The Special Rapporteur's (or "SR," as he is known by us by this time) visit to one of these corners confirmed that day laborers suffer from constant harassment and humiliation at the hands of anti-immigrant hate groups. Several day laborers in Rancho Peñasquitos talked about the profanity and insults hurled at them with the clear intent to provoke the young men to fight. They described working for hours or even days, and then being told that they weren't going to be paid (and told: "what are you going to do about it?"). They described the constant scramble to find ways to sleep, eat, and live on the run. A 22-year-old day laborer from Oaxaca said in bewilderment: "What I don't understand is why they hold such hatred of us simply for wanting to work."
But they also told some uplifting stories of neighbors who have taken to heart their Bible's admonition to welcome the strangers in our midst — they leave desperately needed food and supplies at a busy corner. The SR also heard from a laborer who was so incensed when, after working like a dog for days on end to help construct a home, the contractor said he wasn't going to pay him, the laborer strode to the local police station, where an officer accompanied him to the construction site and demanded that the worker be paid for his labors. A bright spot to an otherwise gray morning.
After a meeting with a number of immigrants' rights advocates, the SR shared a boxed lunch with a number of clergy leaders who work with immigrant communities. The SR was then joined by his top assistant and Human Rights Officer, Sepideh Mohadjer.
Representatives of Catholic, Congregational, and Episcopal churches, San Diego Meeting (Quaker), and the Jewish faith shared sandwiches as they retold the stories of abuses they've witnessed. They've seen people held for years, with no end in sight, in facilities far inferior to the jails that hold criminals, for possible immigration violations. They gave accounts of children traumatized when ICE agents raided their homes and removed parents. They spoke of members of their congregations who have become so fearful to move about in public that they no longer attend religious services. It was a harrowing litany of civil liberties abuses, and while there was a palpable sense of frustration in the room, there was also a great deal of hope (these are people of faith, after all) that a report by a United Nations human rights expert might help convince our government to halt these inhumane policies.
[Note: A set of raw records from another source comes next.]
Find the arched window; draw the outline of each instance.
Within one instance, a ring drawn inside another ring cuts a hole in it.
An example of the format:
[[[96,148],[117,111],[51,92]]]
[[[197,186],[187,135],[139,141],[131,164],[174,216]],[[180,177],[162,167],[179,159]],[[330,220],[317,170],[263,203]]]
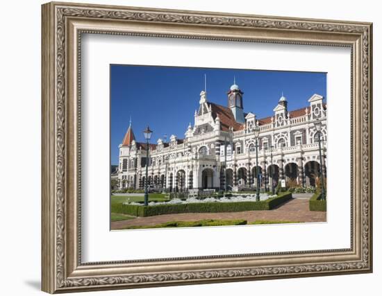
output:
[[[242,146],[240,145],[238,145],[236,146],[236,154],[240,154],[242,153]]]
[[[207,150],[207,147],[201,146],[199,149],[199,154],[201,154],[202,155],[207,155],[208,154],[208,150]]]
[[[314,142],[315,143],[318,143],[318,134],[320,133],[321,132],[317,132],[315,134],[315,137],[314,137]],[[322,133],[321,133],[320,134],[321,136],[321,141],[322,141]]]
[[[286,143],[285,143],[285,139],[284,138],[280,139],[277,142],[277,145],[279,146],[279,147],[285,147]]]

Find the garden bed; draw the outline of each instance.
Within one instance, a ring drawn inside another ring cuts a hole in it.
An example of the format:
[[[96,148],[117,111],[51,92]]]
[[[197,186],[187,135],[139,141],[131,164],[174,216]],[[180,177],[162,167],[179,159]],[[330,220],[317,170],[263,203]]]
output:
[[[124,214],[138,217],[164,215],[181,213],[222,213],[244,211],[264,211],[274,209],[279,205],[292,199],[292,193],[285,192],[277,197],[268,198],[266,200],[240,201],[235,202],[192,202],[184,204],[168,204],[149,205],[114,204],[111,205],[113,213]]]

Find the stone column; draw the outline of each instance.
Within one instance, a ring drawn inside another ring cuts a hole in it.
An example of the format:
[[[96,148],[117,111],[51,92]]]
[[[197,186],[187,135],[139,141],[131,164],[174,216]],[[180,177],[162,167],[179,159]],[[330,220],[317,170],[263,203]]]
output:
[[[179,189],[178,188],[178,174],[175,174],[175,186],[174,186],[174,189],[175,189],[175,192],[178,192],[179,191]]]
[[[234,164],[232,168],[232,177],[233,178],[233,186],[238,186],[238,165]]]
[[[264,189],[267,189],[269,187],[268,186],[269,180],[267,176],[267,166],[265,165],[265,161],[261,162],[261,171],[263,173],[263,187],[264,188]]]
[[[226,176],[224,175],[225,168],[220,166],[220,189],[225,189],[226,188]]]
[[[279,165],[279,181],[282,179],[284,179],[284,161],[283,159],[279,159],[277,161],[277,164]]]
[[[302,162],[303,157],[299,157],[297,159],[299,166],[298,166],[298,175],[299,175],[299,185],[304,186],[305,182],[304,182],[304,164]]]
[[[245,184],[246,187],[251,187],[252,185],[251,175],[251,163],[248,162],[247,164],[247,184]]]
[[[188,172],[188,189],[192,189],[193,188],[193,172],[192,170],[190,170]]]
[[[139,188],[143,188],[143,180],[142,180],[142,173],[140,172],[139,173]]]
[[[215,154],[220,156],[220,142],[219,141],[215,142]]]

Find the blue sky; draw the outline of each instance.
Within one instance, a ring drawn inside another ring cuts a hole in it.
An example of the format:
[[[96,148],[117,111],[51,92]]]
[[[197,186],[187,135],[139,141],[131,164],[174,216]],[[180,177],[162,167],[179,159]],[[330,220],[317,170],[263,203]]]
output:
[[[149,125],[153,133],[151,143],[172,134],[183,138],[188,123],[194,123],[199,94],[207,77],[208,101],[227,105],[227,92],[236,78],[244,92],[244,112],[258,118],[273,114],[283,93],[288,110],[308,105],[314,94],[326,97],[326,74],[295,72],[169,67],[110,65],[111,164],[118,164],[118,145],[122,141],[131,116],[138,141]]]

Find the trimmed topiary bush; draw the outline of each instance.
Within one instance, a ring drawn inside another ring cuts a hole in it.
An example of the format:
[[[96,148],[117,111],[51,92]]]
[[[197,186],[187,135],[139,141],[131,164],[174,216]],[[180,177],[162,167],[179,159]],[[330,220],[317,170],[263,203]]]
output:
[[[269,210],[292,199],[292,193],[283,193],[276,198],[259,202],[200,202],[169,204],[144,207],[138,204],[112,204],[113,213],[140,217],[181,213],[223,213],[230,211]]]
[[[321,193],[313,195],[309,200],[309,210],[326,211],[326,200],[321,199]]]

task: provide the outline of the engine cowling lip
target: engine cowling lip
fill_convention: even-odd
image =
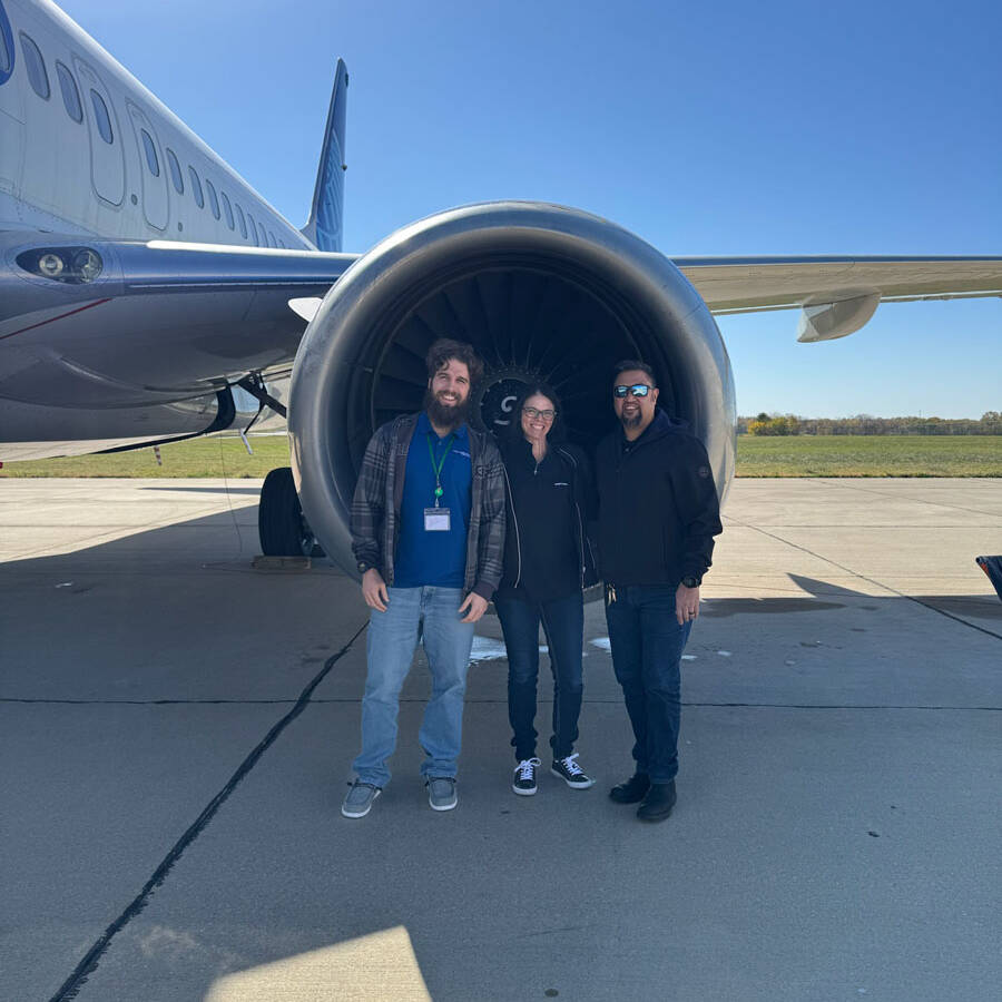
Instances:
[[[700,392],[691,394],[700,402],[695,410],[707,412],[695,414],[694,431],[710,451],[721,497],[726,491],[734,462],[729,361],[709,310],[681,272],[636,235],[577,209],[538,203],[465,206],[413,223],[358,258],[327,294],[299,346],[289,389],[293,470],[310,524],[346,569],[354,567],[347,530],[354,484],[338,475],[351,456],[335,426],[351,424],[358,382],[354,360],[377,366],[386,348],[381,336],[414,308],[422,289],[430,295],[474,264],[520,255],[534,256],[543,267],[562,264],[578,275],[610,276],[638,314],[675,330],[674,367],[682,357],[687,380],[700,383]],[[667,355],[664,344],[658,347]],[[721,424],[729,448],[721,443]]]

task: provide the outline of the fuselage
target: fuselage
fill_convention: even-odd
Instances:
[[[0,229],[314,249],[48,0],[0,0]]]

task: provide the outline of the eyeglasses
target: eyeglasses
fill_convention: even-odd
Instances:
[[[627,393],[632,396],[647,396],[650,393],[650,386],[647,383],[633,383],[632,386],[613,386],[612,395],[618,396],[620,400],[627,395]]]

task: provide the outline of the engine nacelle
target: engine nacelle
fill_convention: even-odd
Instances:
[[[326,552],[354,572],[348,513],[365,445],[421,410],[424,355],[438,337],[484,360],[471,420],[500,428],[519,384],[560,395],[572,440],[591,449],[615,426],[611,370],[640,358],[659,404],[706,444],[723,500],[734,474],[730,361],[699,294],[633,234],[576,209],[498,202],[422,219],[355,262],[299,345],[288,430],[296,488]]]

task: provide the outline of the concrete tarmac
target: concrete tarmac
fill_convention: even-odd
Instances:
[[[418,778],[419,654],[394,779],[343,818],[365,608],[252,568],[258,485],[0,480],[0,999],[999,996],[1002,480],[736,481],[649,826],[607,797],[600,603],[592,789],[511,793],[489,618],[459,808]]]

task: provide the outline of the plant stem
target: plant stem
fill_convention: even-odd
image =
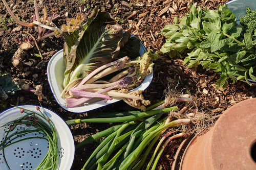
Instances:
[[[10,8],[9,7],[8,4],[6,2],[5,0],[2,0],[3,2],[4,3],[4,4],[5,5],[5,7],[6,8],[6,9],[8,11],[9,13],[11,16],[12,17],[12,18],[16,21],[18,24],[25,26],[25,27],[33,27],[34,26],[36,26],[36,25],[34,23],[26,23],[24,22],[23,22],[20,21],[19,19],[18,19],[16,16],[15,16],[14,14],[12,11],[11,10]]]
[[[183,136],[184,135],[184,134],[183,132],[179,133],[179,134],[178,134],[177,135],[174,135],[174,136],[169,137],[165,141],[165,142],[164,143],[163,146],[161,148],[161,150],[159,151],[159,153],[157,155],[157,156],[156,158],[156,159],[155,160],[155,161],[154,161],[154,162],[153,163],[153,165],[152,166],[152,168],[151,168],[151,170],[155,170],[156,169],[156,167],[157,166],[157,162],[158,162],[158,160],[159,160],[159,158],[161,157],[161,155],[162,155],[162,154],[163,153],[163,151],[164,150],[164,149],[166,147],[166,145],[168,144],[168,143],[169,143],[172,140],[173,140],[174,139],[175,139],[175,138],[178,138],[178,137],[180,137]]]

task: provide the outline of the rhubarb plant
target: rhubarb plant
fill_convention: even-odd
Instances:
[[[81,19],[82,18],[78,16],[61,29],[65,37],[64,87],[74,80],[84,77],[96,68],[116,59],[120,48],[131,36],[129,32],[123,33],[122,27],[109,13],[99,12],[98,6],[81,27],[81,30],[76,29]]]
[[[152,72],[152,61],[157,55],[151,51],[136,60],[124,57],[98,67],[82,79],[73,81],[62,91],[66,106],[72,107],[83,104],[93,98],[112,98],[122,99],[130,106],[144,110],[150,104],[145,100],[142,91],[130,91],[140,85],[146,75]],[[109,78],[109,75],[113,75]]]
[[[59,15],[53,14],[52,16],[48,16],[46,8],[42,0],[39,0],[39,4],[37,5],[37,0],[34,0],[34,7],[35,8],[35,15],[33,18],[33,22],[27,23],[20,21],[13,13],[8,6],[8,4],[5,0],[2,0],[6,9],[15,21],[22,26],[27,27],[38,27],[38,35],[37,41],[41,41],[45,38],[54,36],[56,33],[59,32],[58,29],[52,21],[59,17]],[[40,17],[39,15],[39,9],[41,9],[44,13],[44,16]],[[51,32],[51,31],[55,32]]]
[[[151,52],[140,56],[140,41],[124,32],[105,12],[96,7],[88,21],[78,15],[61,28],[65,37],[63,57],[66,65],[61,96],[66,107],[92,102],[97,98],[122,99],[132,107],[144,110],[150,102],[144,100],[139,86],[152,72],[152,61],[158,55]]]

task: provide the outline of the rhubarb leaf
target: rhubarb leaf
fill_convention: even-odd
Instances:
[[[115,59],[131,36],[130,33],[123,34],[121,26],[109,13],[99,12],[97,6],[81,30],[65,37],[64,87]]]

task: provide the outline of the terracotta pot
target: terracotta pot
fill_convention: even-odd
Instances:
[[[232,106],[210,131],[185,143],[172,169],[256,169],[256,98]]]

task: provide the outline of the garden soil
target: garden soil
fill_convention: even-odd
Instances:
[[[89,2],[88,2],[89,1]],[[160,33],[164,26],[173,22],[173,18],[181,17],[188,11],[189,5],[194,3],[203,8],[216,9],[227,0],[49,0],[44,1],[49,15],[54,13],[59,17],[53,20],[58,27],[66,23],[67,18],[75,17],[83,13],[87,17],[96,5],[102,10],[110,12],[124,30],[133,28],[133,33],[138,36],[147,50],[154,52],[160,50],[164,43],[164,37]],[[22,21],[30,22],[34,14],[33,1],[10,0],[8,3],[14,14]],[[42,15],[42,13],[40,13]],[[55,101],[47,80],[46,71],[51,57],[63,48],[63,38],[51,37],[38,43],[42,57],[38,57],[37,48],[29,51],[23,60],[24,69],[19,71],[13,66],[11,60],[17,50],[18,41],[25,38],[36,38],[36,28],[25,28],[15,23],[10,17],[3,3],[0,3],[0,69],[10,73],[13,80],[22,81],[34,88],[40,85],[42,93],[46,97],[41,101],[33,92],[23,90],[17,91],[7,99],[0,99],[0,112],[14,105],[36,105],[58,113],[65,120],[86,117],[88,115],[106,111],[120,111],[135,110],[121,101],[103,108],[83,113],[74,114],[61,108]],[[238,82],[229,84],[226,89],[216,89],[215,82],[219,78],[218,73],[205,71],[201,68],[197,70],[188,68],[182,64],[180,59],[172,59],[162,55],[155,62],[154,79],[145,90],[144,96],[152,104],[164,99],[164,90],[167,87],[175,88],[183,93],[189,92],[195,97],[196,107],[189,108],[188,112],[201,112],[212,116],[220,115],[227,108],[245,99],[255,97],[255,87],[246,83]],[[181,106],[180,107],[182,107]],[[84,124],[72,126],[71,129],[76,143],[89,135],[110,127],[106,124]],[[175,151],[182,139],[174,140],[168,145],[159,162],[159,169],[170,169]],[[80,169],[95,148],[97,143],[84,146],[77,150],[72,170]]]

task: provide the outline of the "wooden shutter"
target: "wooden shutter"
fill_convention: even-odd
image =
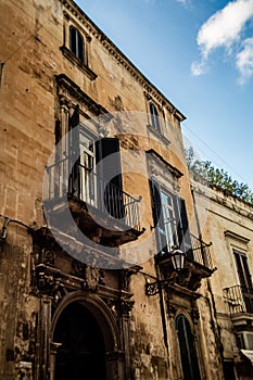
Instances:
[[[97,174],[100,203],[105,205],[113,217],[121,219],[124,217],[124,199],[118,139],[103,138],[97,141],[96,162],[99,164]]]
[[[157,242],[157,250],[160,253],[167,252],[167,239],[165,231],[165,220],[163,217],[161,189],[155,179],[150,180],[150,189],[152,194],[152,212],[155,227],[155,236]]]
[[[177,223],[177,236],[178,236],[179,249],[186,253],[186,256],[188,259],[193,259],[186,202],[182,198],[174,195],[174,210],[175,210],[175,217]]]
[[[68,163],[69,163],[69,189],[68,192],[79,197],[80,192],[80,142],[79,142],[79,105],[75,106],[73,115],[68,119]]]
[[[251,280],[251,274],[248,265],[246,256],[233,250],[236,264],[237,264],[237,271],[239,276],[239,280],[242,287],[251,288],[252,289],[252,280]]]

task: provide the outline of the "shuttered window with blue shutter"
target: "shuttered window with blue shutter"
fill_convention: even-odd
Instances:
[[[188,258],[192,258],[185,201],[164,190],[155,179],[150,181],[150,187],[159,252],[167,253],[177,245]]]

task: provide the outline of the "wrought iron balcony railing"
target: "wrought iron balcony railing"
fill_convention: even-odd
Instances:
[[[60,201],[64,197],[79,200],[104,216],[118,219],[140,231],[139,202],[114,183],[98,176],[91,168],[76,163],[69,169],[68,157],[47,167],[46,201]]]
[[[231,315],[239,313],[253,314],[253,289],[235,286],[224,289],[224,297]]]

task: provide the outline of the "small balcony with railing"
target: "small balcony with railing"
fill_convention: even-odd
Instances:
[[[253,289],[240,284],[225,288],[224,300],[228,304],[233,325],[253,326]]]
[[[202,239],[189,232],[187,236],[184,236],[184,233],[181,236],[180,250],[185,255],[185,265],[176,282],[189,290],[195,291],[201,286],[201,280],[211,277],[216,270],[213,266],[210,251],[212,243],[205,243]],[[165,253],[160,253],[156,258],[164,278],[175,275],[172,252],[166,248]]]
[[[117,248],[143,232],[141,197],[131,197],[78,161],[72,165],[67,156],[48,166],[46,176],[47,218],[50,225],[56,221],[63,235],[72,235],[77,226],[91,241]],[[69,212],[75,224],[66,221]]]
The SR closed his San Diego portion of the visit by listening to testimony from people whose homes were raided by Immigration and Customs Enforcement (ICE) just a few weeks ago. The American Friends Service Committee invited a 15-year-old who was arrested by ICE recently and detained until his family paid a $10,000 bond to get him out until his immigration hearing. "My family will be in debt for the rest of their lives," he said.
Members of the Mountainview Committee for Human Rights have been living in fear since the ICE raids. "Children come running to hide in my store, and when I ask them what's wrong they say 'the police is outside and I don't have papers'" recounted a local merchant and mother of three. "What laws protect the children?" she asked the SR.